The Slovenia Times

France Prešeren's birthplace to be restored and reinvented

The birthplace of France Prešeren (1800-1849), Slovenia's national poet. Photo: Katja Kodba/STA

The birthplace of Slovenia's national poet France Prešeren (1800-1849) in the village of Vrba in the northwest of the country will undergo a €2.9 million renovation that will turn the entire homestead into a modern museum complex within two years.

The house where Prešeren was born on 3 December 1800 attracts between 20,000 and 25,000 visitors each year, the largest numbers on Slovenian Culture Day, celebrated on 8 February, the anniversary of the poet's death.

The renovation project will involve the restoration of the house, which already serves as a museum, as well as the outbuilding, which has not been accessible to visitors so far.

The latter, a former farm building, will serve as a reception centre, thus opening up much needed additional space in the main house to allow it to shine as a proper monument.

The outbuilding will also feature a small shop, a cloakroom, a space for an exhibition dedicated to selected themes related to Prešeren, and visitor restrooms. The upper floor will be turned into a multi-purpose events venue.

Signing the renovation contract on 7 June, Culture Minister Asta Vrečko noted the important place that Prešeren's birthplace holds in Slovenia's cultural heritage, history and collective memory.

"It is not only a heritage monument, it has an important symbolic meaning for the whole nation," she said.

The renovation project, backed by EU funds, was entrusted to builder Kovinar Gradnje ST, and needs to be completed by 2026 at the latest. The plan is for the construction work to start this month and be finished in eight months.

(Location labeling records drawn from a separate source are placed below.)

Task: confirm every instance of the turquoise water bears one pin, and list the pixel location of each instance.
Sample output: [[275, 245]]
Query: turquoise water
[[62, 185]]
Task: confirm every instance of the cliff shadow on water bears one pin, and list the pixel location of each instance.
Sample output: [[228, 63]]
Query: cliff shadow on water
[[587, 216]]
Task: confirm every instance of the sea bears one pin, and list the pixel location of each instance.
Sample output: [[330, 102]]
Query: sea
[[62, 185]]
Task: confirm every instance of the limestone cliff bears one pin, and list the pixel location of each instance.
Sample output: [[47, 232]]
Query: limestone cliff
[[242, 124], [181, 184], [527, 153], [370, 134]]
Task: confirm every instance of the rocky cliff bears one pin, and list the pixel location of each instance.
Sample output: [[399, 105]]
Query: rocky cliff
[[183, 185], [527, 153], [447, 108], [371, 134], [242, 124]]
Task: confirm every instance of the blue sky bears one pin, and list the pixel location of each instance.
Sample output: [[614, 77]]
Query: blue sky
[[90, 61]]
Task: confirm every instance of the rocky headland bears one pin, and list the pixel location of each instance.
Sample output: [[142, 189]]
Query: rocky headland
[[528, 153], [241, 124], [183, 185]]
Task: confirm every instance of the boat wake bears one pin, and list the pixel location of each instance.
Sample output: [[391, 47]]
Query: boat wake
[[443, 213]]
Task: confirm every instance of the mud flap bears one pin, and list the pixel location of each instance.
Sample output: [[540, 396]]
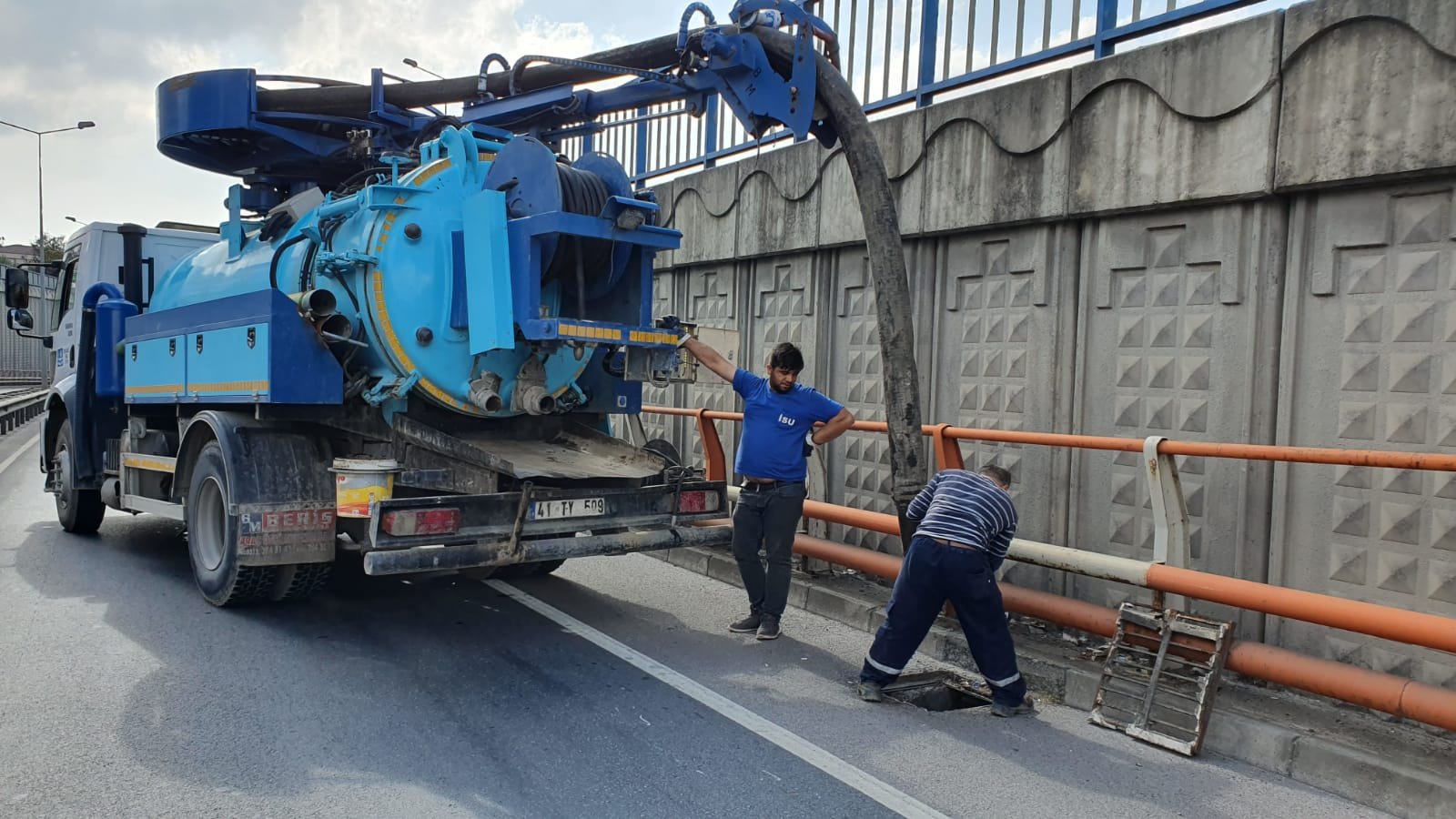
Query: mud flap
[[280, 489]]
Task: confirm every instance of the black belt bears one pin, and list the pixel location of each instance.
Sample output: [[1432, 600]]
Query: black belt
[[957, 545], [761, 486]]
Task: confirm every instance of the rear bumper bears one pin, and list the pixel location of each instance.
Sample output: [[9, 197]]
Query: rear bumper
[[504, 552], [502, 530]]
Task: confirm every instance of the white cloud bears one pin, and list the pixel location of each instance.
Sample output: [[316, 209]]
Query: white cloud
[[70, 60]]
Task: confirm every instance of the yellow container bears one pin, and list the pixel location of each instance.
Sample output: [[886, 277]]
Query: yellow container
[[360, 482]]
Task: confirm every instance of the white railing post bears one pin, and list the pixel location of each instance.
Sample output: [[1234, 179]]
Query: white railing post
[[1169, 515]]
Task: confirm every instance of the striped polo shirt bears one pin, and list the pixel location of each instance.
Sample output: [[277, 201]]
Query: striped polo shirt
[[966, 508]]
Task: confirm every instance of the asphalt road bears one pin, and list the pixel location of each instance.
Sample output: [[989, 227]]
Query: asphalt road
[[608, 690]]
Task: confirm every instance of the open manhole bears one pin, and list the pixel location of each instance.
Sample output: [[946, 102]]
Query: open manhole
[[936, 691]]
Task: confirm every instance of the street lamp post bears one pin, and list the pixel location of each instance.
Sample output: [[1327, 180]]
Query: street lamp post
[[40, 179]]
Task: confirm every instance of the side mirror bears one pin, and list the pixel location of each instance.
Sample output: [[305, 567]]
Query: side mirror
[[16, 288], [19, 319]]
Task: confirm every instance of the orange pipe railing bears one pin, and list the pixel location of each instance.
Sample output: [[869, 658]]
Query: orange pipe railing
[[1372, 690], [1375, 620], [1196, 450]]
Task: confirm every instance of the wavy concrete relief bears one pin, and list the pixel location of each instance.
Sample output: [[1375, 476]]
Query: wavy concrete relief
[[1370, 91]]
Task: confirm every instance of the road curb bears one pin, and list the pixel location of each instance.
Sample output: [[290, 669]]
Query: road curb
[[1245, 723]]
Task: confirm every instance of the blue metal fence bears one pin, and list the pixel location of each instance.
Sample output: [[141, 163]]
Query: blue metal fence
[[900, 55]]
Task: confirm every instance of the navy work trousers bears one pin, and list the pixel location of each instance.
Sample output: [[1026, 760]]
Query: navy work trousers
[[768, 518], [931, 574]]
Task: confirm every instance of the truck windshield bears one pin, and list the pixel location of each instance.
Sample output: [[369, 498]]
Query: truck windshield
[[62, 299]]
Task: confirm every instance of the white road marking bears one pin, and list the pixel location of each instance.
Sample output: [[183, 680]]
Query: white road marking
[[18, 453], [877, 790]]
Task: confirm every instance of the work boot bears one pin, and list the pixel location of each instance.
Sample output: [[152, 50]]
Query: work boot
[[747, 624], [769, 629], [1026, 705]]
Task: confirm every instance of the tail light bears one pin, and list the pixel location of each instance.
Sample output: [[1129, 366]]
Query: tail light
[[421, 522], [698, 501]]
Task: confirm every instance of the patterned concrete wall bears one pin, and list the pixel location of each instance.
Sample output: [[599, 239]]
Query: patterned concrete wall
[[1242, 235], [1178, 339], [1004, 349], [1370, 363]]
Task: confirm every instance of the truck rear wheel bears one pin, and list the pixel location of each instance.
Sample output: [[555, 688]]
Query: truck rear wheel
[[213, 538], [79, 511]]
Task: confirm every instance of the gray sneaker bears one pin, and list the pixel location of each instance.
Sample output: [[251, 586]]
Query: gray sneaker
[[769, 629], [1026, 705], [746, 625]]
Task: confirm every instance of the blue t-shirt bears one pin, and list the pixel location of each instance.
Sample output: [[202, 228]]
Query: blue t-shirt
[[775, 424]]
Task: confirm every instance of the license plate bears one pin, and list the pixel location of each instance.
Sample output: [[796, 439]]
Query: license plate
[[574, 508]]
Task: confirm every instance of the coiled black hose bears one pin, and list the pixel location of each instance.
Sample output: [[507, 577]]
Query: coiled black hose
[[273, 266]]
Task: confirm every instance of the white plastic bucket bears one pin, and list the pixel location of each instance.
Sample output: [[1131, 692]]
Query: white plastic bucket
[[360, 482]]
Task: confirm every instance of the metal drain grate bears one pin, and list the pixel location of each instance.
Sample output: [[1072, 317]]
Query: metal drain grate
[[936, 691], [1161, 676]]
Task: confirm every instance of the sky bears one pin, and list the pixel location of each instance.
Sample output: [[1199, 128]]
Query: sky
[[102, 60]]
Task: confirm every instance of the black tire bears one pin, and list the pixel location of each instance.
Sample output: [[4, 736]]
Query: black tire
[[211, 538], [79, 511], [300, 581]]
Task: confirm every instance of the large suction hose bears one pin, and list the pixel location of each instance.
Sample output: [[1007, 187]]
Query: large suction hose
[[887, 266]]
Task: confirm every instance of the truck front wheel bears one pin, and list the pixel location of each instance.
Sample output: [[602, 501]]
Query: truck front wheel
[[79, 511], [211, 538]]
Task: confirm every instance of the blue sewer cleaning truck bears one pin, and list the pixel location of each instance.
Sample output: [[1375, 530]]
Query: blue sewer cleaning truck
[[411, 334]]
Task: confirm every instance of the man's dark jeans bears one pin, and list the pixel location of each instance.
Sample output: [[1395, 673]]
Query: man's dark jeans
[[769, 518], [934, 573]]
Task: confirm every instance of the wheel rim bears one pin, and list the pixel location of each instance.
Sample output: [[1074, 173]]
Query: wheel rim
[[63, 477], [210, 523]]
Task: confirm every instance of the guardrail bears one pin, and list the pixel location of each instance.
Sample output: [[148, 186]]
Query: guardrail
[[21, 407], [902, 56], [1361, 687]]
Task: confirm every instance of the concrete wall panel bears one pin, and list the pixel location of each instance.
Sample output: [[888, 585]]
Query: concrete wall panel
[[1370, 363], [713, 299], [902, 143], [1178, 121], [1004, 349], [996, 157], [703, 207], [1369, 91], [779, 200], [1179, 317]]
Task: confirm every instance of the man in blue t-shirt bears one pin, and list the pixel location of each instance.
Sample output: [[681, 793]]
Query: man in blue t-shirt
[[779, 419]]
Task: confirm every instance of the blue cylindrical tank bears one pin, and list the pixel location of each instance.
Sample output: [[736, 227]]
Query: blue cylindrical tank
[[111, 329], [390, 256]]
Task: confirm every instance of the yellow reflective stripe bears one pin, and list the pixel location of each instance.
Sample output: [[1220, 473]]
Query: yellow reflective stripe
[[594, 332], [153, 464], [229, 387], [644, 337]]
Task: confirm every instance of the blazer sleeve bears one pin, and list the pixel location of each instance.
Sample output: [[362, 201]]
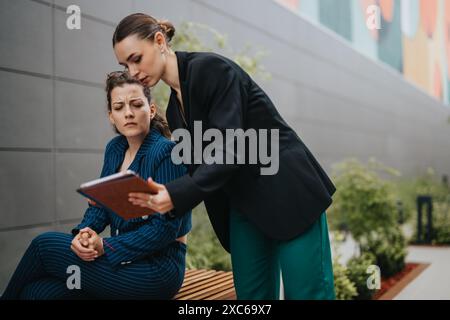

Leopold Pogačar, the mayor of Žirovnica, a municipality that also includes Vrba, expects the project will turn Vrba into an "epicentre of Slovenian culture".

Prešeren is considered Slovenia's greatest poet. He introduced Romantic poetic forms to Slovenian literature and became a master of the sonnet. He and his circle had a profound influence on the development of Slovenian literature.

His masterpieces include Sonetni Venec (A Wreath of Sonnets), a collection of sonnets dedicated to his unrequited love for Julija Primic, and Krst pri Savici (The Baptism at the Savica Waterfall), an epic lyric poem describing Slovenia's conversion to Christianity.

He is best known for his poem Zdravljica (A Toast), the seventh stanza of which became Slovenia's national anthem. He is also featured on the Slovenian €2 coin and his statue adorns the central point of the country's capital. The top national prizes for achievements in arts and culture bear his name as well.

His birthplace in Vrba, not far from Bled, opened to the public as a museum in 1939. A memorial plaque on the facade of the building was unveiled at the initiative of the Slovenian Writers' Association in 1872 with the event attracting more than 4,000 people according to news reports of the time.